王德已经重新把匣子和剩余的镯子收起来,给袁牧之回报情况,并感慨这姑娘,虽然寒微,却不是眼皮子浅的。袁牧之没有说话,他轻轻抹了下额头上的汗,继续看靶子。王德便说:“小王爷,那姑娘是有志气,但这志气却像痴心妄想。且不说齐国公府何等煊赫,只要帝王心里还觉得齐国公父女极有用,那谁都无法子。”
“要说这世上能动摇圣心的……”袁牧之轻轻吸了口气,好像还真有一个。
王德惊讶的看到自家王爷离了练武场,披上了赭红色双鹤斗篷,戴了雪帽,而那枣红大马也齐备了。忙问:“小爷,这才刚回来,您又去呢儿?”
袁牧之看他这样笑道:“我以前看着陈书琪便感慨自己幸好没他那样,有个极絮叨的爹。奈何我虽没那样的爹,却有个那样的仆人。”王德抹汗:“您还是下来吧,大年下的,别出去荡了。”
“放心放心,不荡,我去温泉山庄看看我爹。这大过年的,他也不回来。他不回来我乐得自在。然而我若不去请个安,便是我不对。“纯良好少年”的形象不就崩塌了?“
王德笑得一脸欣慰:“那天儿冷,您等我去套马车”
“不用不用,晃晃荡荡难受的很”袁牧之一溜烟的去了。
去找他爹。
大冬天赶了快两天的路。结果并不让人满意。虽然袁牧之心里有点数儿,但真落实了,还是叫人懊丧不满。
温泉山庄在皇家行宫的别苑,乃是皇帝当初大笔一挥,直接从自己地盘上圈出的一部分。袁牧之大老远来请安,并真诚的表示我有些许疑问要请教。袁行云,也就是他爹,说我已不当王爷好些年了,些许小事你自己瞧着办。
袁牧之有些急,不是小事,齐国公府如日中天,家人满京城撒野,齐国公已经炙手可热连老左相都被快被烤糊了。袁行云表示,除了大夏面临国本动摇生死存亡的危机,其他事都是小事。
是了,是了,他已大隐于市好多年,朝事家事一概不管。袁牧之无奈,终于实话实说:你还记得当初的大夫齐怀仁不?给你治箭伤的那个。若是他遭歹人陷害,你管不管?
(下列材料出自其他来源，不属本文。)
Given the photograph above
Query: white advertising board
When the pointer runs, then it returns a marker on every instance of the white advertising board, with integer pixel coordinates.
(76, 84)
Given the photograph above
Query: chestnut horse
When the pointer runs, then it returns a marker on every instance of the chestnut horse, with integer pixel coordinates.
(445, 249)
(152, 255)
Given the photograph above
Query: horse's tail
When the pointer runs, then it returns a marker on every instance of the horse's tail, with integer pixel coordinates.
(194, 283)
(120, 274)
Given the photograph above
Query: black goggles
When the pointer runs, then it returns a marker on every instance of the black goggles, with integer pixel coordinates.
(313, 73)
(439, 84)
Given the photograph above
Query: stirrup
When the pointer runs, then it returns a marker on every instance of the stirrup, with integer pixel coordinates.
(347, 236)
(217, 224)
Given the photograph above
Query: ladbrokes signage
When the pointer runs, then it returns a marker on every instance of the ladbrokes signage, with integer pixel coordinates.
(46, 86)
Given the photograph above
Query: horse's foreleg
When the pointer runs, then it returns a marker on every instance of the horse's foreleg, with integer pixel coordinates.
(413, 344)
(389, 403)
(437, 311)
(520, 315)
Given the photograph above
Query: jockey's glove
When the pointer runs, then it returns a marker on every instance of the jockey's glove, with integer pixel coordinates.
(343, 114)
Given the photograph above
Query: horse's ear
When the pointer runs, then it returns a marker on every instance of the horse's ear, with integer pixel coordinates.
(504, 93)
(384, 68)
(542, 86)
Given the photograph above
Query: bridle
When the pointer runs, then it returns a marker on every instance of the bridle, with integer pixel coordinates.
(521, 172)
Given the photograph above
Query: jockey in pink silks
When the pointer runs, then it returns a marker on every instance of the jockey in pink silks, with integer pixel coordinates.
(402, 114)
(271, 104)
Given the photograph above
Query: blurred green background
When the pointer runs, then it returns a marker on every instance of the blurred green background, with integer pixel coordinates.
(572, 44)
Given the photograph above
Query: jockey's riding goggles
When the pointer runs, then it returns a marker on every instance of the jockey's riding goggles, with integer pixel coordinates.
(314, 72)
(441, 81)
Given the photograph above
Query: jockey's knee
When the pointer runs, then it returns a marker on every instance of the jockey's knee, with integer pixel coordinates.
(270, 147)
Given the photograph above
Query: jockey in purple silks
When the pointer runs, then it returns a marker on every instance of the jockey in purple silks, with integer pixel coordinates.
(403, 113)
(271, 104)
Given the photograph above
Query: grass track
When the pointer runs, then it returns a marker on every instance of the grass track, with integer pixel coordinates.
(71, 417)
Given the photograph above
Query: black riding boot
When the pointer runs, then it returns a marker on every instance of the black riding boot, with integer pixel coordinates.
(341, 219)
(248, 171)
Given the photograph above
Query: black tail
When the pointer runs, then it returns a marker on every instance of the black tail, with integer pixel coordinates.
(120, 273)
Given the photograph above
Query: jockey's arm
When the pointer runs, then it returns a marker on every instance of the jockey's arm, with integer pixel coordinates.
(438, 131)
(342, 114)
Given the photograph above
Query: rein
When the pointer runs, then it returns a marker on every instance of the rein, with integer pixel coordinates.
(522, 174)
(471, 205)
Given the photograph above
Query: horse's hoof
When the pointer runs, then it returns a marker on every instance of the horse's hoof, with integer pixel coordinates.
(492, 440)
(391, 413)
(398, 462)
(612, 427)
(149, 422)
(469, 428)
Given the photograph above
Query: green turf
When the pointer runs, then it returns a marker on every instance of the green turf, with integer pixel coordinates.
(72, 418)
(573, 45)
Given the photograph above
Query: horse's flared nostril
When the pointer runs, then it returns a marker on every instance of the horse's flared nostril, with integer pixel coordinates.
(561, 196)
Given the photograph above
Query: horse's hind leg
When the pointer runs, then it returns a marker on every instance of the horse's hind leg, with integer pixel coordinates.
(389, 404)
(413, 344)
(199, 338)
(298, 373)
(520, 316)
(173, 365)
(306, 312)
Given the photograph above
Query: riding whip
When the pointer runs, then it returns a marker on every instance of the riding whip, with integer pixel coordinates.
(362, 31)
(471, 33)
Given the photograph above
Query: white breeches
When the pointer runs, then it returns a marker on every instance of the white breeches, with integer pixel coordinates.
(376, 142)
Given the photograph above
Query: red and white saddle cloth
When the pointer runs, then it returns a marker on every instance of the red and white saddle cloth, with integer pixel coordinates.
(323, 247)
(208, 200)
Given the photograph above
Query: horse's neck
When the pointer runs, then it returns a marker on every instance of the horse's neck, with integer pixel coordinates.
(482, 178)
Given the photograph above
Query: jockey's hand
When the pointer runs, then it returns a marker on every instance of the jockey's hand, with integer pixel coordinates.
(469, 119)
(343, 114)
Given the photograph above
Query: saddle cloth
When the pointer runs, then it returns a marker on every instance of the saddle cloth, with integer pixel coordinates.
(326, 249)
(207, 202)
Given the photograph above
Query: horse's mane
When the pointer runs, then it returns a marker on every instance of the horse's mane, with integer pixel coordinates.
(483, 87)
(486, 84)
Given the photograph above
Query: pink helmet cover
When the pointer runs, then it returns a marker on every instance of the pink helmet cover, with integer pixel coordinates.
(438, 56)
袁行云道“保家卫国靠兵将,协理朝纲靠宰相,人命官司寻提刑。各司其职,何来我管不管?”
“可他算你的救命恩人?算吧,算吧?”
“他开堂问诊,我治病求药,医药费一结算,人便一拍两散。何来恩惠之说?”
袁牧之无语望天。人家一提起你就气到不愿给我治病,我还以为你欠人家好多钱。他多次纠结,下定决心:大好机会就在眼前,你要那节操有何用。于是跑过去拉住袁王袖子,笑得一脸谄媚:“我大夏第一玉树临风可亲可爱的父亲啊……”
“打住!我好容易把药吞下去。别害我吐出来”
袁牧之痛下决心,坦白从宽:“可我看上了他姑娘”
空气忽然寂静。
半晌后,袁行云慢条斯理开口:“那我就更不管了。否则姑娘喜欢我怎么办?”
“——父亲”
“嗯?”
“我刚喝了一碗羊肉汤,现在想吐出来。”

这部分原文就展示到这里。